Friday 18 January 2013

Budget Blog


Hastings Borough Council is facing an unprecedented financial challenge – not just for the coming year but for the foreseeable future. We have now published our spending plans for 2013-14 and will be listening to residents’ and businesses’ comments before agreeing the final budget on 27th February.

With reductions in funding from central government the council is facing an 8.8% cut in its revenue spending power for next year – the maximum reduction the government has set and the largest in the South of England.

Since 2010 the council has seen a 50% real term reduction in funding from central government once inflation is taken into account (39% in cash terms).

We have already taken major steps to make ourselves more efficient – centralising all council staff in just two buildings (Aquila House and the Town Hall) and sharing some services with other councils.We have saved £1 million a year from reletting our major contracts jointly with other councils for waste collection and for parks and gardens. We have re-organised our senior staff structure saving £375,000. And there was no pay rise for staff again last year. But all of this has only gone some way to balancing our budget.

To bridge the gap, we are proposing to lose 40 posts (12 of them currently vacant), increase fees and charges (planning fees will rise by 15%), reduce our tourism budget by £50,000 and reduce our support for events by £20,000. We are also proposing to reduce grants to the voluntary sector by 8.8% in line with the cut in our revenue spending power. Proposed new arrangements for the housing register could save over £50,000.
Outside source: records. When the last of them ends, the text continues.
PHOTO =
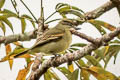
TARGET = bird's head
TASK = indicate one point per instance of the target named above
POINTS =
(72, 23)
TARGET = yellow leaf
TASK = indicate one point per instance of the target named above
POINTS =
(70, 67)
(8, 50)
(25, 56)
(106, 50)
(100, 73)
(23, 73)
(17, 43)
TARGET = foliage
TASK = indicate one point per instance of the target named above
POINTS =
(93, 65)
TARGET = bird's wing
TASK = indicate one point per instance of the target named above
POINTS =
(50, 35)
Parking charges in the council’s car parks have not risen for two years but we are proposing to increase them by 10p an hour and then freeze them for two years again. This would help to fund the continuation of CCTV in the car parks.
 
For over ten years CCTV monitoring in Hastings has partly been supported from the surplus made from on-street parking charges. The County Council has taken back responsibility for on-street parking and handed over enforcement to a private company NSL. The County Council will no longer allow on-street parking income to be used for community safety purposes in the town. Parking charges in the Country Park will increase from £1 to £2 for a full day but with no change to the £25 annual season ticket.

However, there will be no increase in council tax this year – it last rose four years ago. We will be taking up the government’s offer of a grant equivalent to a 1% council tax rise and that means a 12-month freeze for the council taxpayer.
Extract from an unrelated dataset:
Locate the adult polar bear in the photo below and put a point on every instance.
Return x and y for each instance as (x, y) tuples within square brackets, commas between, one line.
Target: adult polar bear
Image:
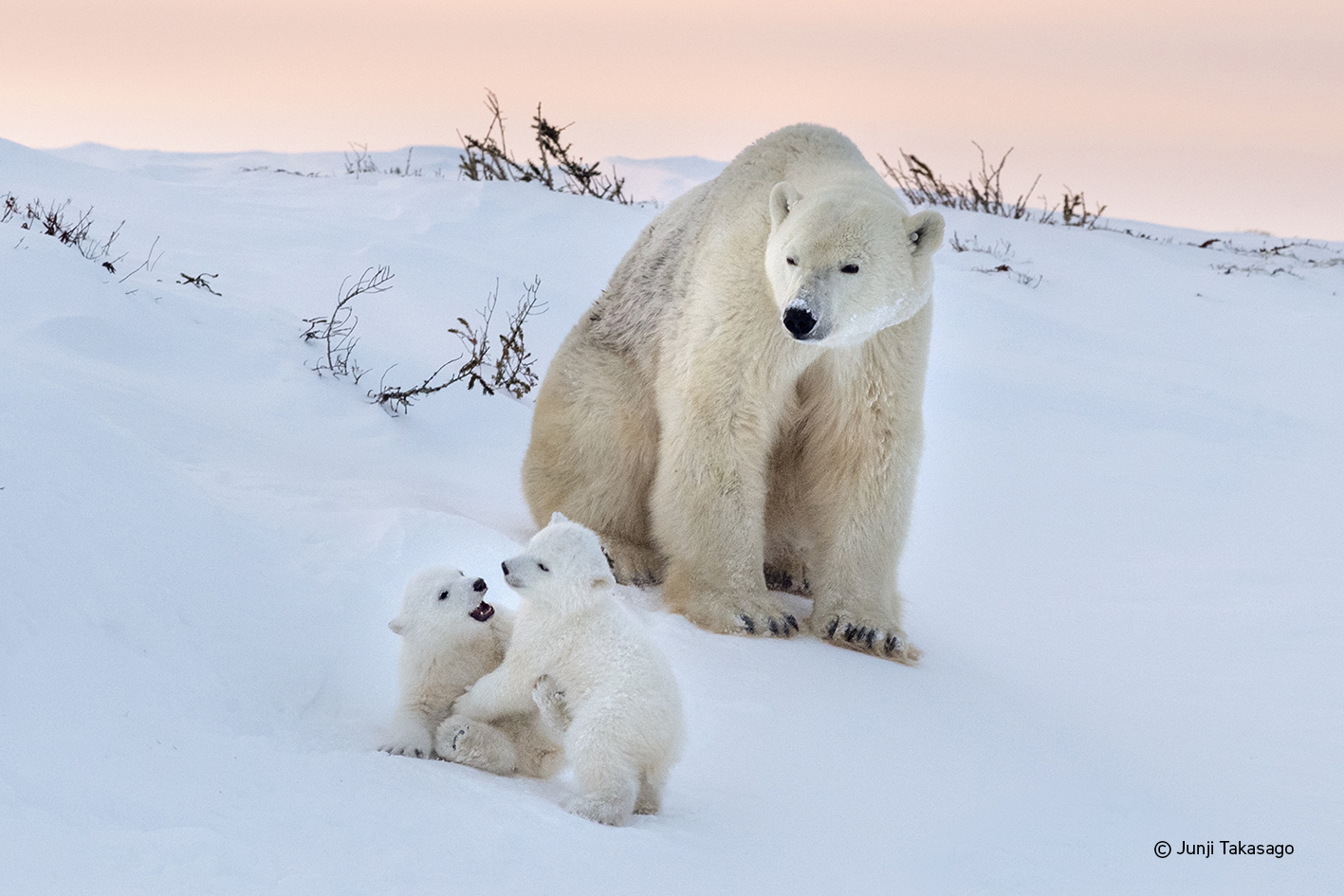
[(742, 403)]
If you have thoughts about our budget proposals feel free to let us know in our draft budget consultation.






Wednesday 2 January 2013

Will the sun shine on us in 2013?

Waiting for the Hastings v Middlesborough tie to get underway
2013 opened with glorious sunshine. On New Year’s Day the seafront was packed with promenaders as if it were a Summer’s day. The sun had appeared after what seemed weeks of being hidden behind rain clouds and stormy winds. Tragically 2012 had ended with one of the council’s close friends and collaborators sadly losing their life after an incident on that same seafront. Fran McKeown of Hastings Voluntary Action died despite the best efforts of the emergency services and passers-by to save her. She will be remembered with affection and gratitude by many of us in the town.
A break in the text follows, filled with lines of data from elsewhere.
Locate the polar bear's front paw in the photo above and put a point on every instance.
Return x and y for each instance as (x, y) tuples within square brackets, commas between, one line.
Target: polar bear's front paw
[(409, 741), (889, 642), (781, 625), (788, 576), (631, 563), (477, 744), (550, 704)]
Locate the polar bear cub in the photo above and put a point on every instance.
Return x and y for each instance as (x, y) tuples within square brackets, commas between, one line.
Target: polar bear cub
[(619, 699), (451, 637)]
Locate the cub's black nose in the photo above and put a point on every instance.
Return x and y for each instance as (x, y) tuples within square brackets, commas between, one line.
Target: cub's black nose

So what does 2013 hold for us? Will the sun continue to shine on Hastings?

We are all eagerly awaiting work commencing to restore our Pier with the council completing the compulsory purchase now that the Heritage Lottery has come up with the £11.4 million. The calendar of festivals and events is already prepared from Fat Tuesday in February, through Jack in the Green on May Day, right through to the Seafood and Wine Festival and a second Herring Fair. And the free entertainment offered by Stade Saturdays will continue for a second year from May to September. I’m sure the new management arrangements for St Mary in the Castle will really come into their own in 2013.
 
The council will carry on getting stuck in to derelict and scruffy buildings and just now work is underway on some of the most prominent of them – like the Congregational Church on Pevensey Road and buildings on Robertson Terrace and Eversfield Place. In Ore Valley we intend going through with the compulsory purchase and demolition of the eyesore that is the old Malvern pub with the aim of creating new houses on the site.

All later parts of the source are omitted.